A pesquisa TIC Kids Online, que ouviu, entre outubro de 2018 e março de 2019, 3 mil famílias brasileiras com filhos entre 9 e 17 anos a respeito de seus hábitos na internet, apontou que 16% das crianças entrevistadas disseram ter visto online formas de machucar a si mesmas; e 14% tiveram contato com conteúdo que mostrava como cometer suicídio.

Quase a metade viu alguém ser discriminado na internet nos 12 meses anteriores ao estudo.

Um agravante é que, na adolescência, ainda não foi plenamente desenvolvido o córtex pré-frontal, área do cérebro responsável por controlar a impulsividade e a avaliação de riscos de nossas ações. Ou seja, adolescentes são, fisiologicamente, mais suscetíveis a situações de risco.

Por que pais não devem compartilhar os vídeos desses desafios

No entanto, embora o perigo de tais desafios seja real, ele acaba sendo potencializado — em vez de mitigado — pelo compartilhamento excessivo dos vídeos na internet, às vezes pelos próprios pais no afã de alertar os demais.

“(Compartilhar vídeos do tipo) é o oposto do processo educativo”, diz à BBC News Brasil Fabiana Vasconcelos, psicóloga da DimiCuida.

A ONG explica que “disseminar vídeos sem conteúdo educativo (em torno do desafio) gera pânico e mais disseminação, não havendo então nenhum efeito de interrupção da prática; pelo contrário, esses vídeos chegam também aos adolescentes, que curiosamente podem tentar o desafio.”

“Os pais estão disseminando imagens de crianças e adolescentes, o que é proibido por lei”, prossegue Vasconcelos — e o Artigo 17 do Estatuto da Criança e do Adolescente prevê, entre outras proteções, a “preservação da imagem” de menores de idade.

“É preciso pensar: ‘será que eu gostaria de receber um vídeo do meu filho fazendo um desafio, que pode ser que nunca saia da internet e pode surtir efeito na vida dele mais tarde?’.”

Vasconcelos defende que as famílias pensem na educação digital como algo que seja parte de sua rotina na conversa com os adolescentes, em vez de lidar com o tema apenas em momentos de pânico.

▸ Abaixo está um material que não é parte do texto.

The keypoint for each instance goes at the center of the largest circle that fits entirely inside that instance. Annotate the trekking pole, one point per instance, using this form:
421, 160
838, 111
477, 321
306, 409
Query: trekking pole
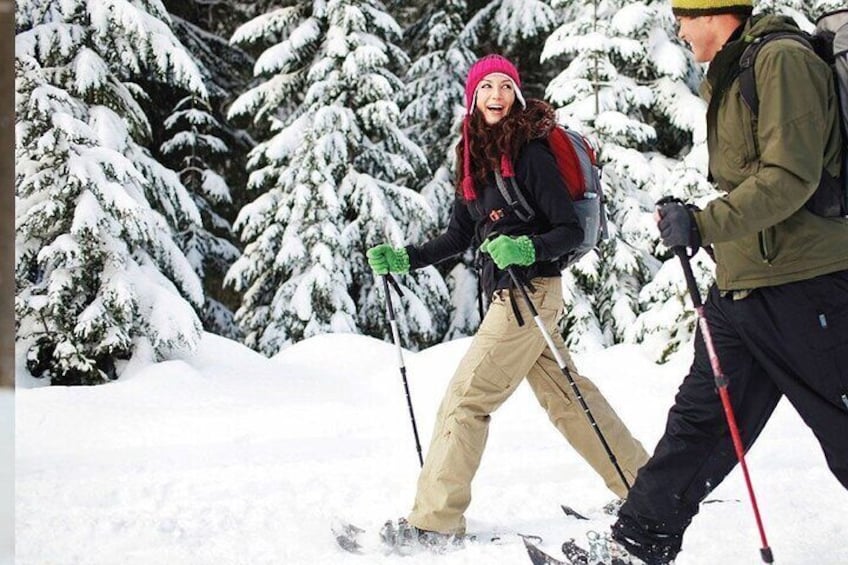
565, 371
396, 337
721, 383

“Primeiro, é importante analisar: como está o meu diálogo com meu filho e o quanto eu conheço sobre o uso que ele faz da internet?”, sugere.

A partir daí, ela indica que pais perguntem se os filhos têm visto comportamento de risco sendo compartilhado na internet ou em seus ambientes sociais. “Você tem visto alguma brincadeira perigosa? Eu ouvi falar de uma delas. Você viu algo a respeito?”

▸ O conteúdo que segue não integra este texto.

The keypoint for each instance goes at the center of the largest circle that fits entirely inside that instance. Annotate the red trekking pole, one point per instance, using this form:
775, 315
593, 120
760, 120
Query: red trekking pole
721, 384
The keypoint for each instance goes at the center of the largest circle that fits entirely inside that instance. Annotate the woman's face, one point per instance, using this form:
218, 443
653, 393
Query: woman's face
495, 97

Depois, a orientação é discutir o tema sem julgamento, mas refletindo junto com as crianças “será que vale a pena correr esse tipo de risco proposto pelos desafios?” e deixando mais palpáveis os riscos, que, para muitos jovens, ainda soam como algo abstrato.

Mas isso tem que ser um processo constante, defende Vasconcelos. “Não pode ser apenas nesses momentos de pânico, duas vezes ao ano. É algo que temos de integrar à nossa cultura. É um novo desafio, mas não podemos nos ausentar dele.”